Every year millions of students take part in science fairs. The projects may involve fairly simple ideas, or they may be world changing. Science Fair is about those that are head and shoulders above the average science project. It looks at some of the projects that made it to the International Science and Engineering Fair (ISEF). All the projects we see are the kind of things we think should be going on in corporate or university research facilities, but it is being done by high school kids—very amazing high school kids.
Co-director Cristina Constantini went to ISEF twice in high school (getting a 4th place as a freshman). That experience allows her to show us this world without it seeming as nerdy as we might think. She introduces us to a number of students—and one amazing teacher—as they seek to change the world through their projects.
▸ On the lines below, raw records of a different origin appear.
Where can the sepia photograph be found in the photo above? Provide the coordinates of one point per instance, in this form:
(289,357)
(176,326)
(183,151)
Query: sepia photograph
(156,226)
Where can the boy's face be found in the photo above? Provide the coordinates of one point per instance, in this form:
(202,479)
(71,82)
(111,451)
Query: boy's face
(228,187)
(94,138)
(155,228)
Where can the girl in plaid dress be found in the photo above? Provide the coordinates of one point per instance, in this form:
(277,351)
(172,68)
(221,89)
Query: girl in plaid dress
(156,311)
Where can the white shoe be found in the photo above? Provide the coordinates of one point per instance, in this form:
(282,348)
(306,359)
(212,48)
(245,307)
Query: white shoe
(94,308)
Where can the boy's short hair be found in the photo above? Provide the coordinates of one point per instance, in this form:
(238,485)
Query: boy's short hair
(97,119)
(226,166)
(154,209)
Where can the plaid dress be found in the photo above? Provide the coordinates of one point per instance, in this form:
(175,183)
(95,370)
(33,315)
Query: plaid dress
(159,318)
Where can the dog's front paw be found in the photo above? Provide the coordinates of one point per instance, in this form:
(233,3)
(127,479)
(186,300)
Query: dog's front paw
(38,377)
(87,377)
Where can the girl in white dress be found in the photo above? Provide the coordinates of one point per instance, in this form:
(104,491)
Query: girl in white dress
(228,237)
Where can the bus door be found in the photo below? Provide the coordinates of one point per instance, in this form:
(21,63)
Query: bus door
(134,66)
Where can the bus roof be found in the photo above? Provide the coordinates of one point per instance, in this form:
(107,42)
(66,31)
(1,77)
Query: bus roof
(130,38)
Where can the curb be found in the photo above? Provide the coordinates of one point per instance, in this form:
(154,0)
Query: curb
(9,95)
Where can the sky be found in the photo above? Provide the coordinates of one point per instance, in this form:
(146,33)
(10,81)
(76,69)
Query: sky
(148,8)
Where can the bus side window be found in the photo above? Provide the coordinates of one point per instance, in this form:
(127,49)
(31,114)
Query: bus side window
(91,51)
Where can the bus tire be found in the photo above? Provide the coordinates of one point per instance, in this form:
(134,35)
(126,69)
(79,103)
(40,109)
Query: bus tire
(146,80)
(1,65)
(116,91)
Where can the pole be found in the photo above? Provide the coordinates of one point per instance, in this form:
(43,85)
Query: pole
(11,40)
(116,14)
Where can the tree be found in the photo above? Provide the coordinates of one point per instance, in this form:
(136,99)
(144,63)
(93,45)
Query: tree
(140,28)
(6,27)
Among these are Kashfia, a Muslim girl at a high school in South Dakota, who is working on technology to help us understand addiction; Mylenna and Gabriel, two students from a very poor state in Brazil, who are working to develop a treatment to stop the Zika virus which is prevalent where they live; Ryan Harsha, and Abraham, from Kentucky, who brought their different skill sets to design an electronic stethoscope for better diagnoses; and Dr. Serena McCalla, a teacher who has nine students qualify for ISEF (while most schools are justifiably thrilled to have even one). There are others as well who each has their own story.
There is a good deal of contrast between the students we meet. Some come from schools that have strong programs in support of science competition; others come from places that don’t even seem to notice. Kashfia, for example, comes from a school that has lots of trophies from their sports teams, but no one has ever acknowledged the second place award she won the year before. And when she couldn’t find anyone else to serve as her advisor, the football coach stepped up because of the potential he saw in her.
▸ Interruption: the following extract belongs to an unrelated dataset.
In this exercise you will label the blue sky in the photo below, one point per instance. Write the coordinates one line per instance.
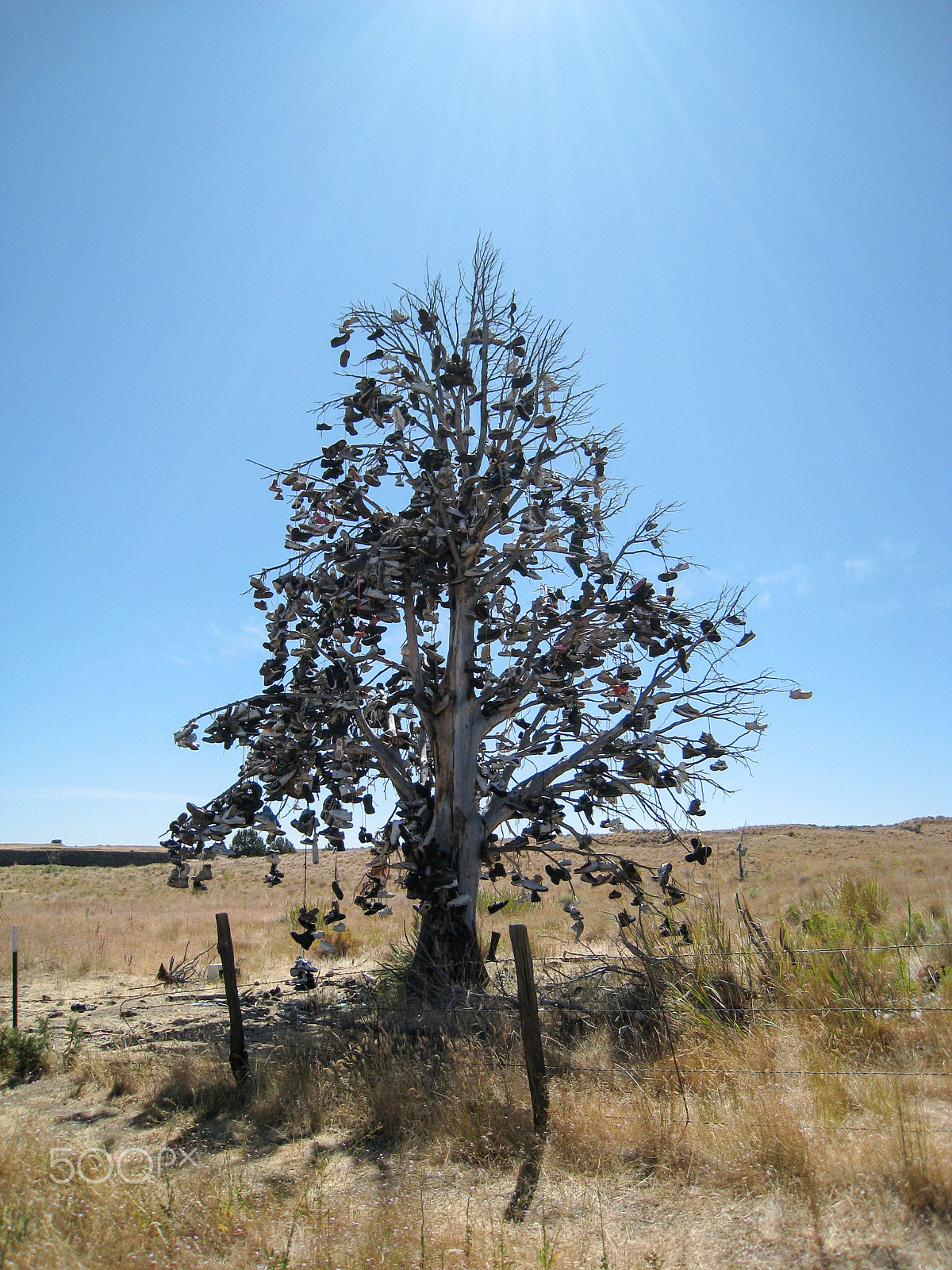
(742, 210)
In design this film is very much like other documentaries about students that excel at something, such as Spellbound, which followed contestants at the National Spelling Bee. The difference is that these students are much more multi-dimensional. Their intelligence expresses itself in various ways. And they are not just looking to win (although they clearly are), they are seeking to make a difference in the world. Some of their projects have the potential of saving many lives. Some take existing technology to a new level. It is not hyperbole to say these students are revolutionizing their fields. And they continue to try to do even more than they have already.
It reminds us that the foundations of the future include the education of future generations. And in the cases of these students, that foundation is already being built upon.